Tuesday, February 23, 2010

just for the taste of it...


i don't know what's come over me. i've regretted the decision ever since i made it a few minutes ago, but i am giving up diet coke today. this may not seem like a big sacrifice to some, or definitely not blog-worthy, but this is a HUGE deal for me. i wake up and buy a diet coke. i pour two cans to have with lunch, i buy another in the afternoon, and several more through the evening. if i happen to be at a restaurant the count doubles or triples when there are free refills flowing. it is just what i do. it is how i "cope" in a small way with my day. i don't want to rely on something, but it seems the most "harmless" of all coping mechanisms and it is so easily available. i know it isn't good for me. i know it's expensive. i just don't care.
it feels so weird not to go through a drive through when i'm on the road. and it's only 8:30!!! updates to come...
EDITED TO ADD: it's 9:58 a.m. and i'm sipping on a large diet coke. there were some major stressors in our house this morning and i caved. i thought i could do anything for one day, but clearly i need to think through this strategy better. perhaps reducing slowly and relearning how to do things withOUT a diet coke would be more effective.

5 comments:

Bonnie Lock said...

Although I'm certainly not trying to make you lose your goal of reducing your diet cokes, I do think there are some worse vices than diet coke! :) But I'm with you! If you need help resisting maybe your 4th diet coke, give me a call! :)

darbishar said...

From my health book ( I have a test over this chapter tonight :)

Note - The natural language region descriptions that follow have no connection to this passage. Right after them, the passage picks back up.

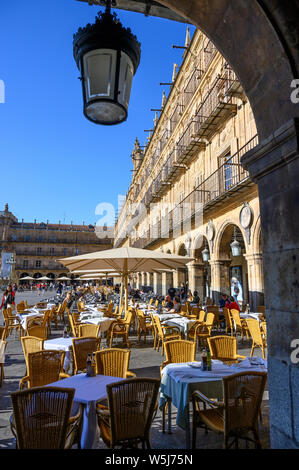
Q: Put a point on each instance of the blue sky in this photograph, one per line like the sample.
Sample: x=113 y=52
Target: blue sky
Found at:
x=55 y=164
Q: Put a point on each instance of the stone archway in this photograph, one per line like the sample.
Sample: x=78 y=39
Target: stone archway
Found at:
x=200 y=269
x=233 y=269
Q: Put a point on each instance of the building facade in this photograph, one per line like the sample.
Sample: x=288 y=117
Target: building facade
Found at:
x=189 y=193
x=36 y=247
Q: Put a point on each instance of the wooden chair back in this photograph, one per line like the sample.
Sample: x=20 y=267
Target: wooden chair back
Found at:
x=44 y=367
x=132 y=404
x=223 y=348
x=113 y=362
x=177 y=351
x=81 y=348
x=38 y=331
x=86 y=329
x=46 y=425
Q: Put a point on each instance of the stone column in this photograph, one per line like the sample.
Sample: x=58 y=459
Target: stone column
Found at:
x=197 y=279
x=220 y=282
x=255 y=280
x=157 y=283
x=167 y=282
x=274 y=166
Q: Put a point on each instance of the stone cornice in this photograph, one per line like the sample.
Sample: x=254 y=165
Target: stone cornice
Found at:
x=277 y=150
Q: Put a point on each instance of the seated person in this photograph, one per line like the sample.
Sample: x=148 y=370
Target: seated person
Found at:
x=195 y=297
x=224 y=301
x=189 y=297
x=168 y=302
x=176 y=305
x=233 y=304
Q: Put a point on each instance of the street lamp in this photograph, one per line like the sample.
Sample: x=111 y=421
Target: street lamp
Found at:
x=107 y=56
x=205 y=254
x=235 y=245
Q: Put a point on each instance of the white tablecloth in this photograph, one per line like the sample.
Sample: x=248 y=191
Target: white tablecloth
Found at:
x=88 y=390
x=61 y=344
x=179 y=381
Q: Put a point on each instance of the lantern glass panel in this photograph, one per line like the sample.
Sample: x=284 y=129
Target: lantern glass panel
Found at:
x=99 y=71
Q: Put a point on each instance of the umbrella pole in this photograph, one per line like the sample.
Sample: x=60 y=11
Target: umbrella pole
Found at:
x=126 y=284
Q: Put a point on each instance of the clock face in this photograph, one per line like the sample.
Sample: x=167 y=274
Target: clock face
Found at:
x=245 y=216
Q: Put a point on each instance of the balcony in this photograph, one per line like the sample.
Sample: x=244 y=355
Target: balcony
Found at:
x=227 y=180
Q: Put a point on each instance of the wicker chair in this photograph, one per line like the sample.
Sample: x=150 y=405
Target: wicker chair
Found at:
x=11 y=322
x=128 y=420
x=81 y=348
x=229 y=326
x=224 y=348
x=43 y=368
x=31 y=344
x=240 y=325
x=42 y=418
x=3 y=345
x=113 y=362
x=258 y=341
x=195 y=328
x=38 y=331
x=86 y=329
x=237 y=415
x=120 y=328
x=3 y=332
x=165 y=333
x=144 y=325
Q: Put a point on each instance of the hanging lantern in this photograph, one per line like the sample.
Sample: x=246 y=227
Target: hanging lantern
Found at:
x=107 y=56
x=235 y=246
x=205 y=254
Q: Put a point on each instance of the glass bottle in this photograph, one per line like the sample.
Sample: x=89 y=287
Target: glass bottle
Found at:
x=209 y=360
x=204 y=365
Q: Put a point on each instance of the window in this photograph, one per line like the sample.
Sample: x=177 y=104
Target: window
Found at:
x=228 y=172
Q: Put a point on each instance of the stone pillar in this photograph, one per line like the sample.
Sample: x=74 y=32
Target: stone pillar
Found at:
x=274 y=166
x=220 y=282
x=157 y=283
x=197 y=279
x=255 y=280
x=167 y=282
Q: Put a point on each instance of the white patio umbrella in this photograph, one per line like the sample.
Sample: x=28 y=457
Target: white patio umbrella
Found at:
x=126 y=260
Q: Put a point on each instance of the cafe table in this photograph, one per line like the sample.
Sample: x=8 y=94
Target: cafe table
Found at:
x=88 y=390
x=179 y=381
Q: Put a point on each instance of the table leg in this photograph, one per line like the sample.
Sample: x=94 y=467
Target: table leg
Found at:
x=169 y=415
x=188 y=446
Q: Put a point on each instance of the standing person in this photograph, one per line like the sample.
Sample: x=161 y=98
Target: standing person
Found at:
x=182 y=291
x=8 y=299
x=233 y=304
x=171 y=292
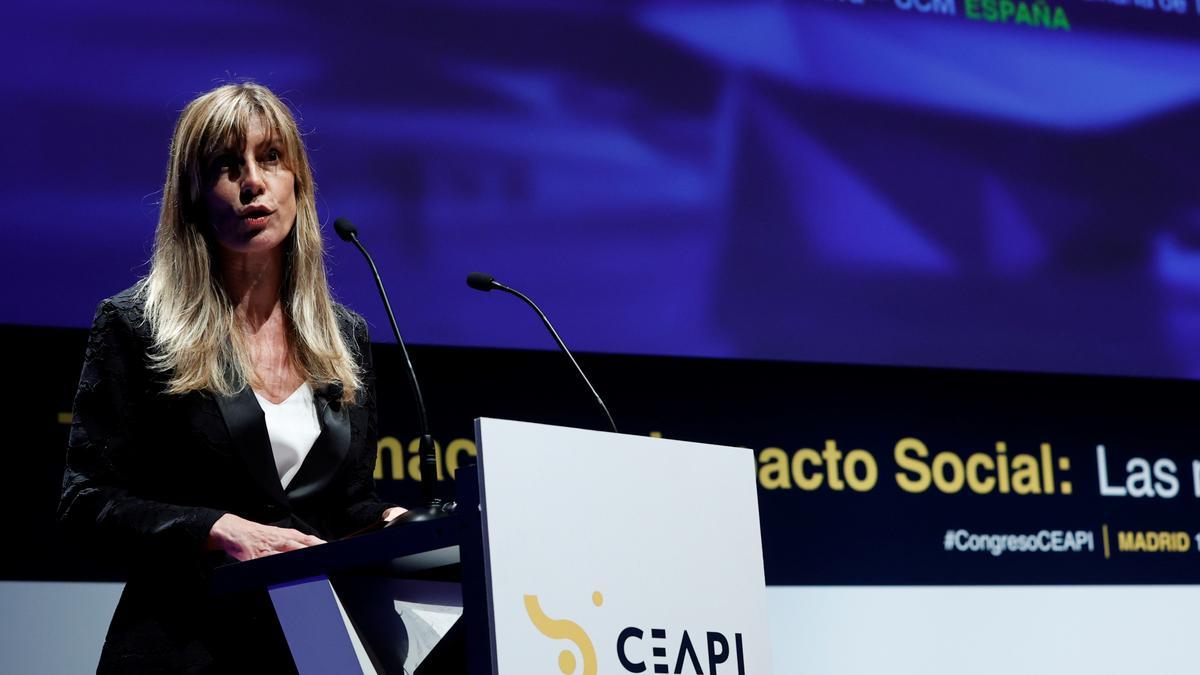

For enduring change, you need a systematic behavior change plan.

1. Set goals that are specific, measurable, attainable, realistic,and timely (SMART goals). Ex. I will increase my consumption of vegetables to 3 cups per day over the next 4 weeks reaching my goal by March 25th.

2. Develop action steps for attaining goals within a set time frame. Ex.I will include carrots in my lunch starting March 1st.

3. Identify benefits associated with the behavior change.

4. Identify positive enablers (skills, physical and emotional capabilities, resources) that will help you overcome barriers.

5. Put your commitment in writing.

6. Create benchmarks to recognize and reward interim goals. Reward yourself with something that particularly appeals to you.

7. Asses your accomplishment of goals and, if necessary, revise the plan.

Monica said...

I SO feel your pain. The last Diet Coke I had was on Thanksgiving Day. My husband and I gave them up together which made things easier. I have to say that the week of withdrawal was the worst, but after that the craving was gone. It's been worth it for me- I feel so much better all around. My husband has now gone back to them and I'm afraid I'm going to cave any moment. Good thing it's not summer yet. One hot day and I might be a goner.

sonny said...

I'm surprised you lasted that long. Way to go love! Tomorrow go for 2 hours and 2.5 the next. You can do it.

Tonya said...

Hee hee, you crack me up. Good for you for at least wanting to give it up! Maybe you should start by cutting back instead of going cold turkey. Replace one with water for a few days, then replace 2 for a few days, then 3....until maybe you only have one or two servings in a day. Then decide if you really need to give it up or not. :) Good luck.